UAE Witnesses US$3 Billion Real Estate Tokenization: Dubai’s Sandbox Model Draws Global Attention
Dubai’s real estate tokenization sandbox and a record US$3 billion deal reshape property investment in the UAE. Learn how the regulatory model is driving liquidity and access.
In early 2025, the United Arab Emirates (UAE) achieved a global milestone in property technology with the tokenization of US$3 billion worth of real estate, led by MAG Group in collaboration with MultiBank Group and Mavryk. At the same time, the Dubai Land Department (DLD) launched its Real Estate Tokenization Sandbox, providing a regulatory environment for experimenting with blockchain-based property ownership.
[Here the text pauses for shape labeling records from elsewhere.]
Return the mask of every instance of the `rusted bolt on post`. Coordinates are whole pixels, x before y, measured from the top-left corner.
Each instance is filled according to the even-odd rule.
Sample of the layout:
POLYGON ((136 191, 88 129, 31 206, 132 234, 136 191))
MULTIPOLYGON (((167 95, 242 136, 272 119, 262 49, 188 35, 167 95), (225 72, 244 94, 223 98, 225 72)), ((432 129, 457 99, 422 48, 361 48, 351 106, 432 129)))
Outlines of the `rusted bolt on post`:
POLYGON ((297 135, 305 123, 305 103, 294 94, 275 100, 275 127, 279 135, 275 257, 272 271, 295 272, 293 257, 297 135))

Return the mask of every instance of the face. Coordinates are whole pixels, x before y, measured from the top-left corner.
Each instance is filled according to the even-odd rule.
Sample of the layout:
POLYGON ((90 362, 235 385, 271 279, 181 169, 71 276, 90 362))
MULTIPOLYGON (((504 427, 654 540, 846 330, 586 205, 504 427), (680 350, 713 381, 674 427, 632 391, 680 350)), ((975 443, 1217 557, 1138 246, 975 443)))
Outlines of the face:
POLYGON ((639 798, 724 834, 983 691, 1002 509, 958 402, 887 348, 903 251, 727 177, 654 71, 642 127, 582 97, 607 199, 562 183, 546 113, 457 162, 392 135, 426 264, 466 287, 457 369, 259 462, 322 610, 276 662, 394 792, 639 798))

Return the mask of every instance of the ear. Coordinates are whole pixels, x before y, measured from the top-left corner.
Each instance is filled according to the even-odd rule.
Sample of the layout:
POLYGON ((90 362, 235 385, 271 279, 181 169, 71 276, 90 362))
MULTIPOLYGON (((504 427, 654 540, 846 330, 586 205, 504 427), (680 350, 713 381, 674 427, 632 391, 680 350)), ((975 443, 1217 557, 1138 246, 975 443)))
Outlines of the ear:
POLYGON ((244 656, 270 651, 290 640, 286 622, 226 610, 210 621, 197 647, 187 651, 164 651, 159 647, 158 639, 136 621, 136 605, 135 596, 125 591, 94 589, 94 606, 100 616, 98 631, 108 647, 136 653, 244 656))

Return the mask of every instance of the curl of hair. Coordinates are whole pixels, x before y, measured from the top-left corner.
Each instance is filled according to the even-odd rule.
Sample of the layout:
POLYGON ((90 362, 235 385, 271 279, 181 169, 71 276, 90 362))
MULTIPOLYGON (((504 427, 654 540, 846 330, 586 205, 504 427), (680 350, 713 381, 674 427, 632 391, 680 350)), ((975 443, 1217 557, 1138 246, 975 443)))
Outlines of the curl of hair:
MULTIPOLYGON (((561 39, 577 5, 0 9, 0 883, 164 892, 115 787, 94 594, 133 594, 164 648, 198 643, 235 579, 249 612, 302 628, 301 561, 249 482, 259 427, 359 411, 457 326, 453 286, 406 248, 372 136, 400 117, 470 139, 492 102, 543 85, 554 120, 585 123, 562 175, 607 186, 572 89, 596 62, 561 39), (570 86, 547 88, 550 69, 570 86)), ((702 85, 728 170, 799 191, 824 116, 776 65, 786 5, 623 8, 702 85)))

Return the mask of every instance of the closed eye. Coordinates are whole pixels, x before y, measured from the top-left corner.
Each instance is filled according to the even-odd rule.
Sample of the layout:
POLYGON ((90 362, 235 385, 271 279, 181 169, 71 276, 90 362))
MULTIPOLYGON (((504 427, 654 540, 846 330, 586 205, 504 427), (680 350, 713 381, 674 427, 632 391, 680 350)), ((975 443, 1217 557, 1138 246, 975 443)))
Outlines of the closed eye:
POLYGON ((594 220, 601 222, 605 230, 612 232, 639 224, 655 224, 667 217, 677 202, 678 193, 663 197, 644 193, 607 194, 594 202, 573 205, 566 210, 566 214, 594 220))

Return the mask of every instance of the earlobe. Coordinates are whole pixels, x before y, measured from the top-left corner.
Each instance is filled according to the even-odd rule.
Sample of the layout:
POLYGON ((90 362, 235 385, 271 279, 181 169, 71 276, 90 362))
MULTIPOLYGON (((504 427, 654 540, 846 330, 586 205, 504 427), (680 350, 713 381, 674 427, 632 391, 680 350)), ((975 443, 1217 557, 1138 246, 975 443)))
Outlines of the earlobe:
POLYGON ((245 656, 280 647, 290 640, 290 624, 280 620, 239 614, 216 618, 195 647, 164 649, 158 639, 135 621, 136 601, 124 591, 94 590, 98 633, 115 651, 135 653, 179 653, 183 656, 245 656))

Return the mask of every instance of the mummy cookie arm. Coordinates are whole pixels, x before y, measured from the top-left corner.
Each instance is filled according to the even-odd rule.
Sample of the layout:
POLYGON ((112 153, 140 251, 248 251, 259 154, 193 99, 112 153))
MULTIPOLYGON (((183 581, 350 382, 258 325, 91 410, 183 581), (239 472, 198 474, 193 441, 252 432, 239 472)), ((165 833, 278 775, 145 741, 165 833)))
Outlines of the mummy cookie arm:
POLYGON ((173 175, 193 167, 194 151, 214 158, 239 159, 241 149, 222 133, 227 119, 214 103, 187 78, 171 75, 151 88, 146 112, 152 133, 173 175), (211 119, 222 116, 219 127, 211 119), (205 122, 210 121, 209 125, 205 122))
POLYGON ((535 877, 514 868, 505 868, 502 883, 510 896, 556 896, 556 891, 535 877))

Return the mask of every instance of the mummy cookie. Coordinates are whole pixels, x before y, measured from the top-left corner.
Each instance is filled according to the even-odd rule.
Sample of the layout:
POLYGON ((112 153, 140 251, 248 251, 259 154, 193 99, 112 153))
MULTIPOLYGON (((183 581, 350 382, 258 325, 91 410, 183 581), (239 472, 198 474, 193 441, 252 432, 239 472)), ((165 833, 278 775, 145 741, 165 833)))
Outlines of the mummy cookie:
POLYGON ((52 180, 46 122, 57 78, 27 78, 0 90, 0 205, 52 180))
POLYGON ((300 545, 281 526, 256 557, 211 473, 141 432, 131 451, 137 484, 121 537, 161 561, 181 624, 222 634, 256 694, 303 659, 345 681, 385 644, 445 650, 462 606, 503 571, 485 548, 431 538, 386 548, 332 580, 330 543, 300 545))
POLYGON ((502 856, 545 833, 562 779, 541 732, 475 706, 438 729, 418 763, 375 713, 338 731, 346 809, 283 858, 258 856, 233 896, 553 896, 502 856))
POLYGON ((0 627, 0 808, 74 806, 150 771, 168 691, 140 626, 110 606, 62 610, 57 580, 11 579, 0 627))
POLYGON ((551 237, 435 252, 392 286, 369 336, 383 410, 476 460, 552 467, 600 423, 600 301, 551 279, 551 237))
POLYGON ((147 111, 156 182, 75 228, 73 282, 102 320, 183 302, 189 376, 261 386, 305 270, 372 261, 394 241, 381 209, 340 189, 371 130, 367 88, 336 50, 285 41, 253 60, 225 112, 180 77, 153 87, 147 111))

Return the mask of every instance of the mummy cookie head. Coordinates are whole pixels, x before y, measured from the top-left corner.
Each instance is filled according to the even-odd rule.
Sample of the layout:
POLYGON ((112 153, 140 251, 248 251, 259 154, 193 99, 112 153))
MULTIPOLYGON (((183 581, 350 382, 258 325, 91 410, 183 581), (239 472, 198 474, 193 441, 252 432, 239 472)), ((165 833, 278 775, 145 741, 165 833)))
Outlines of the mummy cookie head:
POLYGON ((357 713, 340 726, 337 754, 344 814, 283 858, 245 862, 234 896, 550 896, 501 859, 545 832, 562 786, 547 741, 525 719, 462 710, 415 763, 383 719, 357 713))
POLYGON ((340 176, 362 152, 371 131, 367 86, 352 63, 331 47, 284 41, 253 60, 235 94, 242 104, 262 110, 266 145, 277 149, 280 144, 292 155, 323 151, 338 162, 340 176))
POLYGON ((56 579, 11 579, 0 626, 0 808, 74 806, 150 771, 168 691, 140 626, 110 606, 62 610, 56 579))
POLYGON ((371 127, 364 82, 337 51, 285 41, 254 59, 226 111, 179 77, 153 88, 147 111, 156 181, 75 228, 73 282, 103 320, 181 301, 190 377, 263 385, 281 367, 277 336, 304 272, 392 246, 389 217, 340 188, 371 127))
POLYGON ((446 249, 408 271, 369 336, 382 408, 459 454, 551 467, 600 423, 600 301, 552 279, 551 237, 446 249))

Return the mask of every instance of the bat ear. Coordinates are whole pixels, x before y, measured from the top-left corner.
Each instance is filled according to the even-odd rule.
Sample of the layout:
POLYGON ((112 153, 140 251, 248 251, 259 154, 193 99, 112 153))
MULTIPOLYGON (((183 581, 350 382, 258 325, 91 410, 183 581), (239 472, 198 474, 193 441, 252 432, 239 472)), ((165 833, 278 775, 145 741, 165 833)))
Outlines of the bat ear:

These developments mark the UAE’s strategic push to revolutionize real estate investment by integrating blockchain technology within a comprehensive legal and institutional framework.
World’s largest real estate tokenization deal
In a landmark transaction, UAE-based developer MAG signed a US$3 billion agreement with MultiBank Group and blockchain infrastructure firm Mavryk to tokenize high-end properties, including The Ritz-Carlton Residences, Dubai, Creekside and Keturah Reserve. These properties will be digitized on MultiBank.io’s regulated RWA (real-world asset) marketplace, allowing global investors to access Dubai’s real estate market through blockchain tokens.
The initiative is anchored by MultiBank Group’s $MBG token, which will power user access, staking, fee payments, and platform governance. Token holders will earn daily yield and enjoy tiered benefits such as discounted fees and launchpad participation. The transaction includes a buyback-and-burn mechanism tied to platform revenues, encouraging long-term holding. According to MAG’s senior executive vice chairman Talal Moafaq Al Gaddah, this initiative enhances liquidity and stakeholder transparency in the property sector.
Mavryk CEO Alex Davis noted the model transforms landmark developments into borderless, liquid investment opportunities. The goal is to scale the platform to US$10 billion, bringing institutional-grade assets to a globally accessible and digitally compliant environment.
What is real estate tokenization?
Tokenization in real estate refers to the process of converting ownership rights of a physical property into digital tokens stored on a blockchain. Each token represents a fractional share of the underlying asset. For example, a property worth US$1 million could be divided into 10,000 tokens, enabling broader investor participation. Smart contracts, a form of self-executing code, automate compliance and govern income distribution.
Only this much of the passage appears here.